Fig.2 and l.204: please use consistent terminology, e.g. "pooling" instead of "L2-barycenter" or "concatenation", since they are the same thing.
l.210-214: this discussion should give some physical reasons why preserving distribution shape can be regarded as desirable or not. Why use a multimodel ensemble in the first place if differences in distributions are regarded as a problem to fix ? There seems to be an implicit assumption that these differences stem from climatological differences between the single-model ensembles used, so that the motivation for using the GaussW2 barycenter is to implement a bias correction scheme.
l.284: replace "simulation's number" by "ensemble member index"
l.288: compare -> compares
l.294: a drawback of the CRPSf definition is that it penalizes forecast variability: an ensemble with systematically close-to-average spread will be less likely to produce events with large CRPS, so it will have a better (smaller) CRPSf. By design, it will also produce less extreme probabilities (this is quite clear in Fig. 2), so it will have a reduced capablity for detecting extreme events. The performance metrics used in this paper tend to reward average skill. It would be useful to see metrics that are more sensitive to the detection of anomalous events, such as CSI or F1, F2, or the areas under the ROC and precision-recall curves for high physical thresholds.
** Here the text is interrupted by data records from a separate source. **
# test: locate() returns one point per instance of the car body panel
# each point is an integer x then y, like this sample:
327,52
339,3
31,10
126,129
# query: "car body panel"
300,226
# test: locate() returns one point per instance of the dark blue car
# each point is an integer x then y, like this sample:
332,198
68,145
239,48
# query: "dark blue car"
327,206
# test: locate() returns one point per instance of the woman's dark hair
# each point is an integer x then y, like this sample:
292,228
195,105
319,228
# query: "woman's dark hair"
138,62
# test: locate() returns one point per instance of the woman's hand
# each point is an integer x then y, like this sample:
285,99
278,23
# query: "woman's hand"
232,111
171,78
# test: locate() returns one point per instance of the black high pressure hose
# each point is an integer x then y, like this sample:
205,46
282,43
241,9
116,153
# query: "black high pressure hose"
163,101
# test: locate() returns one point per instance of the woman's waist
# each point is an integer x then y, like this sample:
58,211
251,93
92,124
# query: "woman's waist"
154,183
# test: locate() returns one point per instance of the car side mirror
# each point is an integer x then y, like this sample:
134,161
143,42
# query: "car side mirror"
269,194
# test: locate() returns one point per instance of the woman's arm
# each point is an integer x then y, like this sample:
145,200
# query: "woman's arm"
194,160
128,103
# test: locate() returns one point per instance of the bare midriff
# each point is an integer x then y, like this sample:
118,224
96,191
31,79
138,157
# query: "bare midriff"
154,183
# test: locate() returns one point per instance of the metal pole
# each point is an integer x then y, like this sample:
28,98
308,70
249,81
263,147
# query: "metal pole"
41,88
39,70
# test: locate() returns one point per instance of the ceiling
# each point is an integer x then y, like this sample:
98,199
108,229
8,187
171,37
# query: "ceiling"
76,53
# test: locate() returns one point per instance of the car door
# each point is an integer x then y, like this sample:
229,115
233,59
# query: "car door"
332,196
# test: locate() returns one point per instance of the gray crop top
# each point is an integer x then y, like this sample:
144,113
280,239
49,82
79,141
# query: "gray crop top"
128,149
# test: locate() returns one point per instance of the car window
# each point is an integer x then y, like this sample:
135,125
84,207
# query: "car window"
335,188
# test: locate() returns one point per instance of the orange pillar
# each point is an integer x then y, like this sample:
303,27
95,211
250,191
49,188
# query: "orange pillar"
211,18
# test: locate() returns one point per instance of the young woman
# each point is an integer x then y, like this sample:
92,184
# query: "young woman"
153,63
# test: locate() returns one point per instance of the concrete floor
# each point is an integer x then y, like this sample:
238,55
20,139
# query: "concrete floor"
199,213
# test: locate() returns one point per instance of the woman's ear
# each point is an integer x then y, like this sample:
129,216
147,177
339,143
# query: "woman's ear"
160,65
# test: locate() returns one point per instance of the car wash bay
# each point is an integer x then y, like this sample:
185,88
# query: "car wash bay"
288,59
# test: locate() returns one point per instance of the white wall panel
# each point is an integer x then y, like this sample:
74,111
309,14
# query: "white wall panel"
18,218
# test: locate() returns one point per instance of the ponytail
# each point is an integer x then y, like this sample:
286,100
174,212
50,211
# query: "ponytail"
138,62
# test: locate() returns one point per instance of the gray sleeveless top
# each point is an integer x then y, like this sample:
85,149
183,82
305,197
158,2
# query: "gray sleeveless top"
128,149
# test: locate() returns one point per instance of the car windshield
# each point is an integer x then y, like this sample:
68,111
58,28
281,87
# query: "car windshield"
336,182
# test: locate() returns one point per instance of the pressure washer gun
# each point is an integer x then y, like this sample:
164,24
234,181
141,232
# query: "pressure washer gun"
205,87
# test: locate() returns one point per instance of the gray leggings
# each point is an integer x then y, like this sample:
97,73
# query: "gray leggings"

Table 2: the formulae are unnecessarily heavy. For instance, the double sum over i and j, factor wi etc could be avoided by simply stating that the scores are spatially averaged. This is standard practice in the weather community.
Fig 4, 5, 6: Some graphical indication of significance of the differences is needed, particularly the differences that are presented as results in the text. In maps, an effective method is to leave blank (white) the areas where SSR does not significantly differ from one.
l.367: explain -> explained
l.373: nonexistent section number 22
l.374: please provide references to studies where a similar ensemble is proven to be over-dispersed indeed.
l.376,383: nonexistent section number
l.383: "better" than what ? L2 or SMEs ?
l.386-387: cumbersome sentence. Please rephrase.
l.402-405: I do not understand this statement: where do you see the influence of the forecast initial condition in eq.7 ?
l.425: "use _of_"
l.455: add "model _systematic_" error. Some model errors are not systematic and thus cannot be claimed to be handled by the GaussW2 barycenter method. The claim can only be made for those model errors that are identically activated in all ensemble members of each SME, and that are persistent in time at any given point.
l.461: same remark as on l.402: these methods do not separate initial condition errors from model errors in a general sense, such a separation would only occur under some simplifying assumptions that need to be more explicit in the text.
Appendix B. this appendix does not seem relevant to the rest of the article. It should be deleted if it is not explicitly used in the text body.
Tables D1 to D4: these are not very readable. A graphical presentation of the useful information would improve readability. "models are significantly different" from what ? From each other, or is L2-bary different from GaussW2-bary ?